Lors de son discours de rentrée de Reconquête à Port-Marly : Éric Zemmour a énoncé ce qu’il présente comme les « trois piliers » de la civilisation occidentale : « la parole libre, les peuples enracinés et l’individu prométhéen »
Beau concept. Beau programme, même. Mais sur les trois, à mes yeux, le plus essentiel, le plus vertigineux, c’est le troisième.
L’individu prométhéen, c’est l’homme qui vole le feu aux dieux… et devient Dieu en personne. Vertigineux, abyssal, magnifique, exaltant… aux antipodes de la vision négative de l’homme que donnent certaines religions/philosophies qui le voudraient moustique à écraser.
Oui, c’est à mes yeux le mythe essentiel. Si l’homme ne vole pas le feu aux Dieux il demeure un animal réduit à se battre pour survivre, ne créant rien, ne changeant rien à son environnement naturel, demeurant à jamais un simple élément de la nature.
Zemmour ne l’a peut-être pas développé jusqu’au bout, et je ne sais s’il serait d’accord avec moi et ma vision très forte, très positive de l’homme, mais l’image est immense. Prométhée, c’est le Titan qui défie Zeus pour donner le feu, la technique, la connaissance aux hommes. C’est l’homme qui refuse de ramper. Qui dit aux dieux: vous ne me faites pas peur. Je vais me faire plus grand que vous.
C’est ça, l’Occident. Depuis les Grecs. L’homme occidental ne se soumet pas.

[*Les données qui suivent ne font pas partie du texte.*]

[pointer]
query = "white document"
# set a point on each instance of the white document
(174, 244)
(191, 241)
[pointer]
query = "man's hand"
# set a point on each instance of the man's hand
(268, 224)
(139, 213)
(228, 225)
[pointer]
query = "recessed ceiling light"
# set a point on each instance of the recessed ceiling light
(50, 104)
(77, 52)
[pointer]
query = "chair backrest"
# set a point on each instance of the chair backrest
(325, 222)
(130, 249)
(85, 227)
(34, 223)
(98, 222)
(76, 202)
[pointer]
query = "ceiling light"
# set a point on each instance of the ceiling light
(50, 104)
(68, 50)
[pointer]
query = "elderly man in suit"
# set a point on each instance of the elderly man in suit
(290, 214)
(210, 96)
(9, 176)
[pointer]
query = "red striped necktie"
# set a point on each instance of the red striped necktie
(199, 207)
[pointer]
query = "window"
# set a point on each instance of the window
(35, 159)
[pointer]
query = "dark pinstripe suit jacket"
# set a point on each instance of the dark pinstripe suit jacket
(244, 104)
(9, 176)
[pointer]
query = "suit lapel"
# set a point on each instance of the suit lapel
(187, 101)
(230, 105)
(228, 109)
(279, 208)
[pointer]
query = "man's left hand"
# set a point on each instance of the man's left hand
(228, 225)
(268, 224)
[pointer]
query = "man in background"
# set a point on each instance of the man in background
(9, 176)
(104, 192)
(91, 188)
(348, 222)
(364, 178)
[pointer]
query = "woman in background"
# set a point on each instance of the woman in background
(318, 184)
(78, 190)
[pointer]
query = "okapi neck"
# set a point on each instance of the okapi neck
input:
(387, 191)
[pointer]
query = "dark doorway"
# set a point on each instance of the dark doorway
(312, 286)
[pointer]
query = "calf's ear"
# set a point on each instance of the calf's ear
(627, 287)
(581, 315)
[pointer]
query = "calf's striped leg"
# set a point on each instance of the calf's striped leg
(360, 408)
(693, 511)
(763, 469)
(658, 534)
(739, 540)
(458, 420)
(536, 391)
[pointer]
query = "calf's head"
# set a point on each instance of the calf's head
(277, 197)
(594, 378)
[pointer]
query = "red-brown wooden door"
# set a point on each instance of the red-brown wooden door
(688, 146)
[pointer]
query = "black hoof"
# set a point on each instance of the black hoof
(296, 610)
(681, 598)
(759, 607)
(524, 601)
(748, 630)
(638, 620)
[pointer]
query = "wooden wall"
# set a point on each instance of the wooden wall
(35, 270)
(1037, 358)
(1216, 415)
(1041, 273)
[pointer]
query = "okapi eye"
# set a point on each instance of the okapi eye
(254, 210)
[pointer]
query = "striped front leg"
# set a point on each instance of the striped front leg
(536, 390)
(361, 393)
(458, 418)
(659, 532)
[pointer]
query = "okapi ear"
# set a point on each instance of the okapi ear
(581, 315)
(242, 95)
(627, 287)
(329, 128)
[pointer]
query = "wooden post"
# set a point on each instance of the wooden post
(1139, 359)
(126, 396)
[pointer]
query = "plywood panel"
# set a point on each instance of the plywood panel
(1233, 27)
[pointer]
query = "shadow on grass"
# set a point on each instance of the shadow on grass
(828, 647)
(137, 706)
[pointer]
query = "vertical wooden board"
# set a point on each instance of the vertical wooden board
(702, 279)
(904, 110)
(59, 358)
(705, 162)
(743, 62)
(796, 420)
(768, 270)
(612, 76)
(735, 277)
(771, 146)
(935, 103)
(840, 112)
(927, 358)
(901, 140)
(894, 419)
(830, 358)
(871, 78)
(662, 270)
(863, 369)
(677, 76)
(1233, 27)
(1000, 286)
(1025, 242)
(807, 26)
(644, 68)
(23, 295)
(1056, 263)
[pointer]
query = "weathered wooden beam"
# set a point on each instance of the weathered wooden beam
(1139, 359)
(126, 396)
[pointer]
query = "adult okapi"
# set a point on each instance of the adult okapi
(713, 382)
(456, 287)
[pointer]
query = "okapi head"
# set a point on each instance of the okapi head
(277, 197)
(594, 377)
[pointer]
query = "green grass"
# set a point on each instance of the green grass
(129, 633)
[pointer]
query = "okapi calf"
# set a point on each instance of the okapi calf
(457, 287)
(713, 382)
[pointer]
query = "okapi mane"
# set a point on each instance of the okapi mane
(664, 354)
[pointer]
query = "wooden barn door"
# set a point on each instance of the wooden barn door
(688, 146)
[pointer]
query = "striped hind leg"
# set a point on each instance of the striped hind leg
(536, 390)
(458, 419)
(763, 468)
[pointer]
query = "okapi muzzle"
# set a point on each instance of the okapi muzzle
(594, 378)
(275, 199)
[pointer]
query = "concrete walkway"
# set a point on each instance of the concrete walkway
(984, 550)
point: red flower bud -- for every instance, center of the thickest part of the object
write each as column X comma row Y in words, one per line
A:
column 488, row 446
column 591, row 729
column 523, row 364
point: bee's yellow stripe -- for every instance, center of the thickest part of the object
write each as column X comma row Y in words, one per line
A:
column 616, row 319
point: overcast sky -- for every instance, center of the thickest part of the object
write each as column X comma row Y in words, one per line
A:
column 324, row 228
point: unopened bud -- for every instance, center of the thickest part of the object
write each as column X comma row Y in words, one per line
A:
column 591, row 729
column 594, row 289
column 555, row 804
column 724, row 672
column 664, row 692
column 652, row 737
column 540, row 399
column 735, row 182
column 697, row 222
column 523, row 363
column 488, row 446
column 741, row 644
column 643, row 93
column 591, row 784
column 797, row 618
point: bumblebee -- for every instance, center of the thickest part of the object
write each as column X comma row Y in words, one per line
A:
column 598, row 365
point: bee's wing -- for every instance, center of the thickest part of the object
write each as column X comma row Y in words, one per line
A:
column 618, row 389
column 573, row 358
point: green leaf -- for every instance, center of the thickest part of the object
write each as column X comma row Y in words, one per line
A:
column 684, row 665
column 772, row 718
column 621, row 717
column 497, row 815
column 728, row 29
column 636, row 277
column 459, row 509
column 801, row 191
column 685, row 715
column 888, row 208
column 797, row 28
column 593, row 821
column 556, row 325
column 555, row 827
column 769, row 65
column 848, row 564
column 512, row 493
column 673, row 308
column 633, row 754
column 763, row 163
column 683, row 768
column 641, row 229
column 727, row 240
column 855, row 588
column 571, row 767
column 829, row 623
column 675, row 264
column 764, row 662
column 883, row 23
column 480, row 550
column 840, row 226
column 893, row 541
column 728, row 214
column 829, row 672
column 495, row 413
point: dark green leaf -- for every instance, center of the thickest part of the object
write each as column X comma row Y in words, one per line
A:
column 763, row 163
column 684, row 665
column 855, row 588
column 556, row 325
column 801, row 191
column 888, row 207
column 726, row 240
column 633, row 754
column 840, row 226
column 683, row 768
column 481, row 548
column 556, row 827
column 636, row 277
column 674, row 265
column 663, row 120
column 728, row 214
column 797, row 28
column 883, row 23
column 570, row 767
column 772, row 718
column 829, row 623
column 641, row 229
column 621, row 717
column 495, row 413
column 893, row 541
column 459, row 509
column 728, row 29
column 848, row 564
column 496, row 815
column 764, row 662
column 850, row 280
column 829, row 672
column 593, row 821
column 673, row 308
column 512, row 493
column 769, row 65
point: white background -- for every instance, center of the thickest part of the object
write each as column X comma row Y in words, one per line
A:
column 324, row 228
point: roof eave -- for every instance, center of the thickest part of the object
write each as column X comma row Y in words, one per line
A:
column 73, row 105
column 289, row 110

Il discute, il conteste, il invente. Il fait de la philosophie à Athènes, du droit à Rome, des cathédrales qui montent vers le ciel en France, mais construites par la main de l’homme, et aujourd’hui il envoie des fusées et invente l’IA.
L’homme prométhéen, c’est l’homme libre par essence. Plus grand que les dieux qu’il a lui-même créés. Il ne les adore pas à genoux, il les défie. Il leur vole le feu.
Et c’est là qu’est la différence fondamentale, abyssale, avec l’Orient. Et notamment avec le monde sous l’islam.
Le mot le dit lui-même: islam = soumission. Soumis à Allah. L’homme oriental, dans cette conception, n’est rien. Il se prosterne, il obéit, il se soumet. Sa grandeur n’est pas en lui, elle est dans son obéissance au divin. Il ne vole pas le feu, il attend que le feu lui soit accordé ou refusé.
L’homme occidental, lui, dit: je prends. Je prends le feu, je prends la parole libre – premier pilier de Zemmour – et je m’enracine dans un peuple, dans une terre – deuxième pilier – pour bâtir.
Parole libre, peuples enracinés, individu prométhéen. Les trois se tiennent. Sans parole libre, Prométhée ne peut pas parler. Sans peuple enraciné, il n’a nulle part où rapporter le feu. Sans Prométhée, le peuple reste dans le noir.
Zemmour a remis au centre ce que 40 ans de repentance et de multiculturalisme avaient voulu enterrer: l’Occident n’est pas une zone géographique, c’est une attitude devant le monde. L’attitude de l’homme debout, pas couché. Immense merci à toi, Eric !
C’est pour ça que ce discours de Port-Marly compte. Il ne parle pas de gestion, de pouvoir d’achat, de petite mesurette. Il parle de civilisation. Eric a montré hier que, contrairement à nombre de candidats à la présidentielle à la vue plus que courte, il a une vision de la France, grande, éternelle, prométhéenne. Immense merci à lui.